Junto a isso, o Dicionário do Desenvolvimento: Guia para o conhecimento do poder3, um livro que traz uma série de desconstruções sobre palavras usadas diariamente pelo desenvolvimentismo, mais conhecido por nós como capitalismo, e que nem percebemos suas reais condições - pode nos ajudar a entender um pouquinho do porquê fazemos isso. A partir dele, podemos perceber uma série de questões colocadas no nosso dia a dia e que nem questionamos. Uma das ideias que associamos a algo extremamente positivo é a palavra sustentabilidade. A palavra, está presente cada vez mais no mundo arquitetônico e já funciona como um slogan de um mundo melhor conforme sua própria definição no dicionário: “visa equilibrar a preservação do meio ambiente e o que ele pode oferecer em consonância com a qualidade de vida da população”. Entretanto, na maioria das vezes o seu significado é desviado para orientações econômicas. Krenak também alerta sobre essa palavra através do que ele chama de mito da sustentabilidade, conforme colocado pelo autor no seu livro “Ideias para adiar o fim do mundo”2, essa sustentabilidade 27


tão exaltada, não existe. Foi desenvolvida pelas corporações para justificar o assalto que fazem à nossa ideia de natureza. E você? Já parou para pensar que muitas vezes os materiais, as técnicas e a construção não são necessariamente sustentáveis para o meio ambiente e consequentemente para a sociedade?
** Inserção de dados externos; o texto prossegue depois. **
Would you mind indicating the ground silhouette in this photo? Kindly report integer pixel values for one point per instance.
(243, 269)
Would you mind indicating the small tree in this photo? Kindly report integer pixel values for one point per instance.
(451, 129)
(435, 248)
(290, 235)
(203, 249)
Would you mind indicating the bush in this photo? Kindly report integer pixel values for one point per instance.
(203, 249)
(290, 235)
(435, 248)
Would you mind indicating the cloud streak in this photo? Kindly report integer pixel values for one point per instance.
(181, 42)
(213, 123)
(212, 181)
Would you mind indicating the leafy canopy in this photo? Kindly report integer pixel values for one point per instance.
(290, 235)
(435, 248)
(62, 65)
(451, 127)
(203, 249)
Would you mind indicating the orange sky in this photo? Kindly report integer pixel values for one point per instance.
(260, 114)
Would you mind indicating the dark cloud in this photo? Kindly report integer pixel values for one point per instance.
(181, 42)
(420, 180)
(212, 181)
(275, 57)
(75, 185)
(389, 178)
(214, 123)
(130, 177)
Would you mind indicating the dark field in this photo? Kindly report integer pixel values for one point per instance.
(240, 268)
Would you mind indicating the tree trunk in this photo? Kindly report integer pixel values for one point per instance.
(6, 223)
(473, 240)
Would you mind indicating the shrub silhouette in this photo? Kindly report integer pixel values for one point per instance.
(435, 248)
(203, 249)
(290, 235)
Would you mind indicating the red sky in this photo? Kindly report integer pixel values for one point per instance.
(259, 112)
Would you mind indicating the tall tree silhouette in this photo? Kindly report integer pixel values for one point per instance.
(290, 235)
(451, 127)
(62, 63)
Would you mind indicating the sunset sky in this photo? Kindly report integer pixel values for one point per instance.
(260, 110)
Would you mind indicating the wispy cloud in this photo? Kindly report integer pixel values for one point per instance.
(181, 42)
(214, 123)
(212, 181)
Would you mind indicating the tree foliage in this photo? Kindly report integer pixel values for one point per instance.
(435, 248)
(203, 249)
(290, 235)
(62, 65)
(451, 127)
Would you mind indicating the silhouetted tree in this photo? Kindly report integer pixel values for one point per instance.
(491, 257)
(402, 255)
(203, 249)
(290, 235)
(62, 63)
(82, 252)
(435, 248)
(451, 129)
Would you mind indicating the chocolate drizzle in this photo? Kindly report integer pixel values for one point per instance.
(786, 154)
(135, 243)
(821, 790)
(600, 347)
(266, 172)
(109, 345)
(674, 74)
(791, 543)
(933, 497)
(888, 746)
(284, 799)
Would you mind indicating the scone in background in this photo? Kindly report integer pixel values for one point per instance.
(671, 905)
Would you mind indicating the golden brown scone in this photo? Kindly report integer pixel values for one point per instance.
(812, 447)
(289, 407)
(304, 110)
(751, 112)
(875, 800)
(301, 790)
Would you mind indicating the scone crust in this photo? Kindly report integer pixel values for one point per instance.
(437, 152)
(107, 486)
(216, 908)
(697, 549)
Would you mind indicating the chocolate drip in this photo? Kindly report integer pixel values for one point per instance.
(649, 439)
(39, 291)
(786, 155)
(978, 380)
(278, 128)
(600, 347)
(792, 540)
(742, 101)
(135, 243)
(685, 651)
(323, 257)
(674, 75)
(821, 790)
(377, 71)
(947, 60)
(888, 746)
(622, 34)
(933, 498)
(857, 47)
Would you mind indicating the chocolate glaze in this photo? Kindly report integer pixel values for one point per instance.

Quem essa sustentabilidade realmente sustenta? Esse progresso que nós tanto queremos, nos deixa cada vez menos cientes dos nossos atos, e na arquitetura isso não é diferente. Quem foi que disse que eu não posso ter uma pia no meio da minha sala? O que eu acho bonito? Será mesmo que sou eu que acho bonito? Quem foi que disse a forma como eu devo habitar a terra? Quem foi que disse que é preciso de dinheiro pra fazer tudo? Quem foi que disse o que eu devo fazer? E assim vai. Poderíamos ficar aqui dias questionando uma série de atos enraizados na sociedade e não questionados por nós mesmos em vista de todo esse sistema de dominação. É claro que a arquitetura não fica longe disso e cabe a nós pensar se o que estamos fazendo, construindo, reproduzindo, é o que realmente faz sentido. Ou será que é o que todo mundo faz? O que podemos adiantar é que não existe uma solução que funciona para todos lugares, vivemos em sociedades distintas, com necessidades distintas que mesmo com todo esse processo que visa a homogeneização, ainda é diferente. E agora, o que o progresso significa pra você?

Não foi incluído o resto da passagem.